The heavyweight British film producer discusses a career behind the camera at Queen's Film Theatre
During the dusk hours of a prematurely autumnal August evening, in Screen One at Belfast's Queen's Film Theatre, British super-producer, Jeremy Thomas, faces an hour-long interview session in front of an audience around 80-strong.
For the uninitiated, Thomas is founder of the Recorded Picture Company. Over the course of an almost 40-year-long career, he has produced or been involved in an astoundingly illustrious back catalogue of feature films, with Crash, The Naked Lunch, Sexy Beast, The Last Emperor, Eureka and A Dangerous Method ranking among his finest.

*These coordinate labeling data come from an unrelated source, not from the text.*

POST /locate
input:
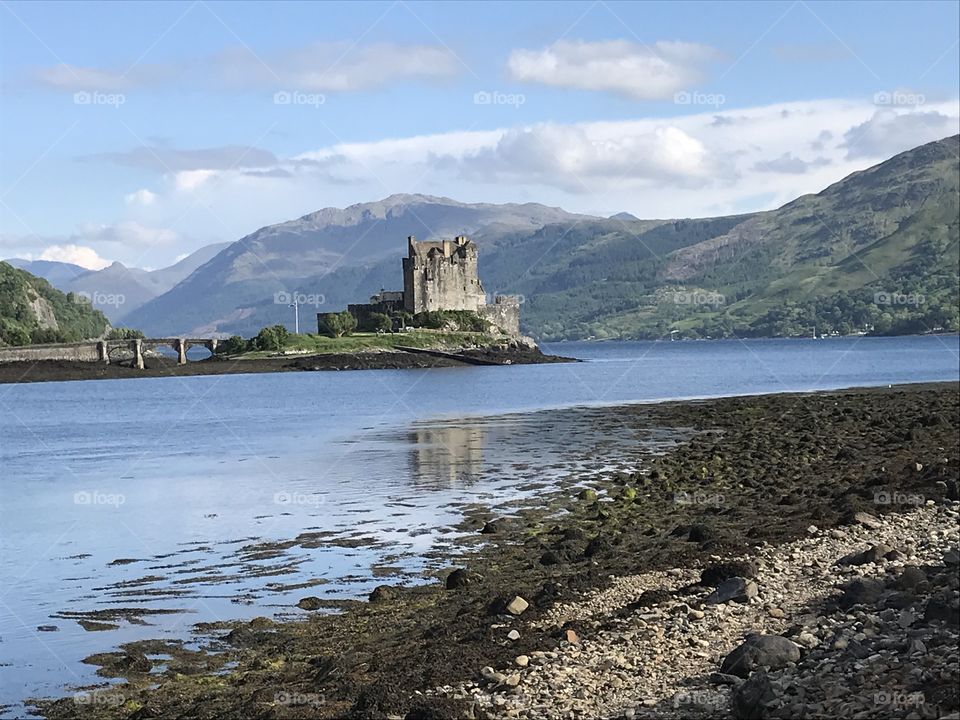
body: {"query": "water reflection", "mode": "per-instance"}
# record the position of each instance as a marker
(446, 457)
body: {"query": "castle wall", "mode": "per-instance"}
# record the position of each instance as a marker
(442, 276)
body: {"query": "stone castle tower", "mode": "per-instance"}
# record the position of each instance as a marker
(441, 276)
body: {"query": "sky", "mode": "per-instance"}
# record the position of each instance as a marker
(140, 132)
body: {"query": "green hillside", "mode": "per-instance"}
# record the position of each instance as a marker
(32, 311)
(876, 252)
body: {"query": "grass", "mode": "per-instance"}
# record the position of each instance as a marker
(373, 342)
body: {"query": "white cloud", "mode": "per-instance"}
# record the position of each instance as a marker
(890, 131)
(572, 157)
(639, 71)
(789, 163)
(140, 197)
(189, 180)
(713, 163)
(338, 67)
(85, 257)
(128, 233)
(328, 67)
(73, 77)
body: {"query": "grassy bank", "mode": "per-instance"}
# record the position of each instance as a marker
(307, 343)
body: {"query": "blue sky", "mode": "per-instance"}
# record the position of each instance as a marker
(142, 131)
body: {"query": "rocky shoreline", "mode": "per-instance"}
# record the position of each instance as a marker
(824, 524)
(158, 366)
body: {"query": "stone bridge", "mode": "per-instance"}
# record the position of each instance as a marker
(179, 345)
(101, 350)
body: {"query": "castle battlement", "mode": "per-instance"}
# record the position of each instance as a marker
(442, 275)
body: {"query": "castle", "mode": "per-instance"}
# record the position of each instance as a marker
(441, 275)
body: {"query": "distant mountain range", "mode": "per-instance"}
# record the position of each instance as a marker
(117, 290)
(876, 252)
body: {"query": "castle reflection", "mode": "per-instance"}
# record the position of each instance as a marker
(444, 457)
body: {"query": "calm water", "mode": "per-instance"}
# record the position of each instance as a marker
(175, 476)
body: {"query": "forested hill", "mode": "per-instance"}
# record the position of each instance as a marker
(33, 311)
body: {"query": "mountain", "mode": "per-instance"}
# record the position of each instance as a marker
(51, 271)
(118, 290)
(876, 252)
(33, 311)
(234, 292)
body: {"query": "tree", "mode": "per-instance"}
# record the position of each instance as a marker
(273, 337)
(338, 324)
(232, 346)
(378, 322)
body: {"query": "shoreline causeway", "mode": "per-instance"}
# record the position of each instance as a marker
(824, 523)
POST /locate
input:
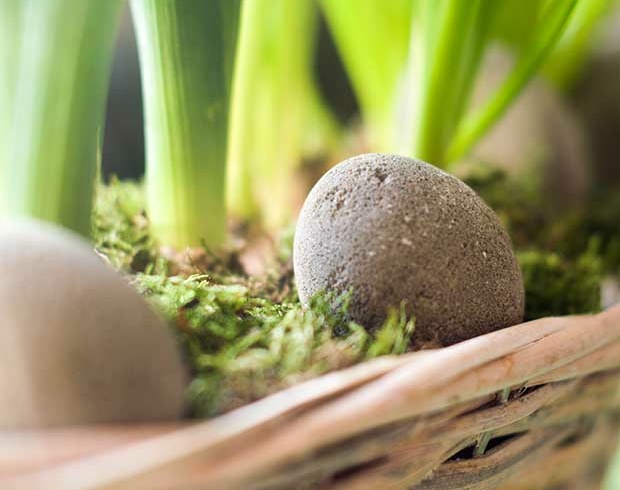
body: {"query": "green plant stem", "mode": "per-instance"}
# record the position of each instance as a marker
(551, 25)
(448, 38)
(372, 39)
(186, 51)
(10, 19)
(59, 81)
(277, 114)
(569, 57)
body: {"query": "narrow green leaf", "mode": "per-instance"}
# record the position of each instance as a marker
(448, 40)
(277, 113)
(372, 37)
(550, 27)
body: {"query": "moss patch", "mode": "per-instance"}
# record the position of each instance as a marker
(559, 286)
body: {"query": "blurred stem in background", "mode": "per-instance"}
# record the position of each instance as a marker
(186, 51)
(372, 39)
(448, 38)
(570, 56)
(546, 31)
(57, 69)
(513, 28)
(277, 114)
(10, 19)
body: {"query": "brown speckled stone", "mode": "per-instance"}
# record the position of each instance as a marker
(393, 229)
(78, 345)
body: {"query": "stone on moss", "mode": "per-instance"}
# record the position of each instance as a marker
(78, 344)
(394, 229)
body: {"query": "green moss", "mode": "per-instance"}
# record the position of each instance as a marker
(121, 229)
(558, 286)
(520, 206)
(242, 346)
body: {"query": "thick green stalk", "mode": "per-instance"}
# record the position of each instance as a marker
(186, 50)
(61, 76)
(447, 42)
(372, 37)
(276, 110)
(546, 34)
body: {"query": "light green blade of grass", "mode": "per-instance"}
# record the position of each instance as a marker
(546, 33)
(372, 37)
(569, 57)
(277, 115)
(447, 43)
(186, 51)
(61, 73)
(10, 19)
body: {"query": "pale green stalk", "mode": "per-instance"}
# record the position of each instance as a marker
(277, 113)
(58, 80)
(186, 50)
(10, 18)
(546, 34)
(372, 37)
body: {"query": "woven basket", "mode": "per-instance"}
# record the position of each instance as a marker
(535, 406)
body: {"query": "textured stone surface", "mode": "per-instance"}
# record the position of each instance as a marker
(392, 228)
(78, 344)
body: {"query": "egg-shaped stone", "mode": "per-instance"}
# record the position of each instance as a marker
(392, 229)
(78, 345)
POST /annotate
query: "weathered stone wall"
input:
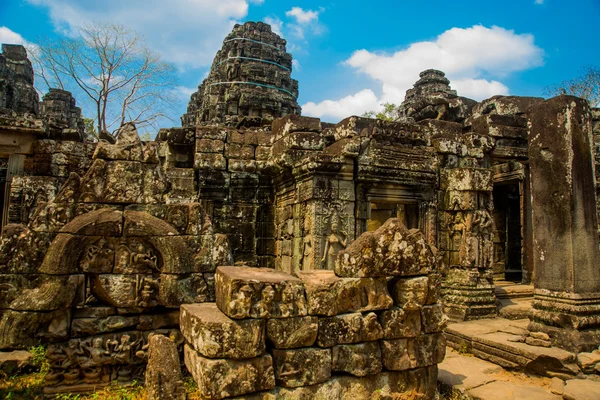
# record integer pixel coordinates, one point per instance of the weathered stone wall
(104, 263)
(324, 334)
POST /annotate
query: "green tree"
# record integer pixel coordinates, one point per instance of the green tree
(110, 67)
(586, 86)
(389, 113)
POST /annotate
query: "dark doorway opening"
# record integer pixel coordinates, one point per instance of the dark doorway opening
(508, 238)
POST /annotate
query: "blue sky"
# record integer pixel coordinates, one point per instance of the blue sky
(350, 56)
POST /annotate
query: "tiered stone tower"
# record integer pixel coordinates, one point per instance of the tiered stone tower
(249, 77)
(432, 97)
(16, 81)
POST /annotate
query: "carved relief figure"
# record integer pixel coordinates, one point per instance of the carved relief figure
(265, 306)
(335, 242)
(458, 229)
(241, 303)
(308, 262)
(98, 257)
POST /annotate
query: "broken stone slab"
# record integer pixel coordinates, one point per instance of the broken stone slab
(501, 390)
(220, 378)
(302, 367)
(245, 292)
(163, 372)
(466, 372)
(588, 361)
(348, 328)
(422, 351)
(399, 323)
(391, 250)
(328, 294)
(581, 389)
(289, 333)
(357, 359)
(214, 335)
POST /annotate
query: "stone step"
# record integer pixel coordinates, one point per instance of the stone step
(511, 290)
(496, 340)
(514, 308)
(479, 379)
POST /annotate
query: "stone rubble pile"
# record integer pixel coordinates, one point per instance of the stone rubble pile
(371, 327)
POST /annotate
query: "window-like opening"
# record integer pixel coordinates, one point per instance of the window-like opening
(508, 238)
(382, 211)
(184, 156)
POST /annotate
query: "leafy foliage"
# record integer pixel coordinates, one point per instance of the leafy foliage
(586, 86)
(389, 113)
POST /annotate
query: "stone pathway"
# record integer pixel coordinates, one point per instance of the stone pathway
(480, 379)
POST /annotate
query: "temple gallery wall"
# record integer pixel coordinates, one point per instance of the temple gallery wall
(261, 241)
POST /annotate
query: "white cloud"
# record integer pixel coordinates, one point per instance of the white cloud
(7, 36)
(186, 32)
(276, 24)
(184, 92)
(355, 104)
(470, 57)
(302, 17)
(296, 64)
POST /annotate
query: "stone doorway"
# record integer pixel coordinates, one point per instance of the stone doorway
(508, 241)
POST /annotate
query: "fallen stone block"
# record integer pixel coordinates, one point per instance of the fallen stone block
(348, 328)
(220, 378)
(357, 359)
(302, 367)
(289, 333)
(330, 295)
(215, 335)
(244, 292)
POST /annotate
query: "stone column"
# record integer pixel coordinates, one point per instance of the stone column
(566, 302)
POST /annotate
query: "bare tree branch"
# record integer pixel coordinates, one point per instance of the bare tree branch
(112, 68)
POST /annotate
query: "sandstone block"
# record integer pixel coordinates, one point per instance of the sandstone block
(163, 373)
(244, 292)
(294, 123)
(399, 323)
(220, 378)
(214, 335)
(302, 367)
(290, 333)
(348, 328)
(433, 318)
(422, 351)
(357, 359)
(327, 294)
(411, 293)
(392, 250)
(465, 179)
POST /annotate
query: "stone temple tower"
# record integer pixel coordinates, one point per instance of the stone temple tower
(249, 77)
(432, 97)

An impressive list of directors with whom he has also worked (including the likes of David Cronenberg and Nicolas Roeg), again speaks volumes of Thomas' standing within the industry. Though perhaps not as recognisable a name as, say, a Christopher Nolan or a Mike Leigh, the multi-award winning producer is undeniably one of the greats of contemporary British cinema.
BBC Northern Ireland‘s Marie-Louise Muir is the principal figure elected to ask, front and conduct the questions before she hands over to the audience for the final 15 minutes of the event. Following a brief run through of scenes from Eureka and Merry Christmas, Mr. Lawrence, Muir gets the ball rolling by attempting to trace Thomas’ inspiration back to his earliest years, asking him to begin, quite logically, at the beginning.
Thomas was born and raised in London. Among the more candid details to emerge from this section is a quite frank admission that, for the first three or four films he ever made, Thomas confesses that he didn’t really know what he was doing. This may not seem like much of a disclosure to make, given that individuals invariably learn on the job in the creative professions, but it is nevertheless a surprise coming from a veteran master of the craft.
The modesty that Thomas wears from the beginning very much shows him in a positive light, which sustains itself impressively throughout the course of the talk. Among the initial proceedings comes an amusing anecdote about an unorthodox and quasi-Herculean effort at recruiting Ponti for an early film, at the request of another master, Roeg, and this lighter thread noticeably helps to break the ice in the auditorium.
Weaved into the mostly retrospective detail of the initial interview are fond recollections of working in more exotic, adventurous locales. Thomas notes, with a tone somewhere between mock-lament and genuine wistfulness, how this kind of practice has been all but wiped out by the advent of digital filmmaking.
Talk then turns, without much prompting, to Thomas’ personal philosophy for, or view of, cinema and what it entails and respresents in the 21st century. He duly outlines with some passion that, when he makes a film, he is largely looking to create a divergence of opinion regarding its meaning, with a subtext hopefully running through each project that goes some way to achieving what he terms ‘profundity’.
For him, this is the essence of independent cinema and it’s what keeps him making these kinds of films. Thomas also notes – without any of the hauteur all-too-commonly associated with art-house cinema, – that a Marvel Comics film just 'isn’t in' him to make.
His divulged tips for ‘making it’ in the film industry for today’s aspiring youth are simple: application, talent and a bit of luck go a long way. This isn’t really out of key, though, with the rest of the interview. Despite all of his achievements, Thomas conveys a genuine optimism about filmmaking cut with a practical edge illustrated by samples of his prolific output.
On the subject of the place of independent cinema in Britain today, Thomas' outlook is slightly more pessimistic. Although he never breaks into an attacking rant regarding the steamroller of commercial cinema – with its mammoth budgets and never-ending franchises difficult to compete with – he does make one slightly more off-the-cuff and revealing remark: 'In Italy and France they know their masters. In Britain, cinema is something that’s at the end of the pier.'
Thomas might register some disappointment and disenchantment in this rare break of face, but his otherwise natural charm and affability reveal some of the resourcefulness that has no doubt helped build and maintain his deserved status as a true legend of British independent cinema.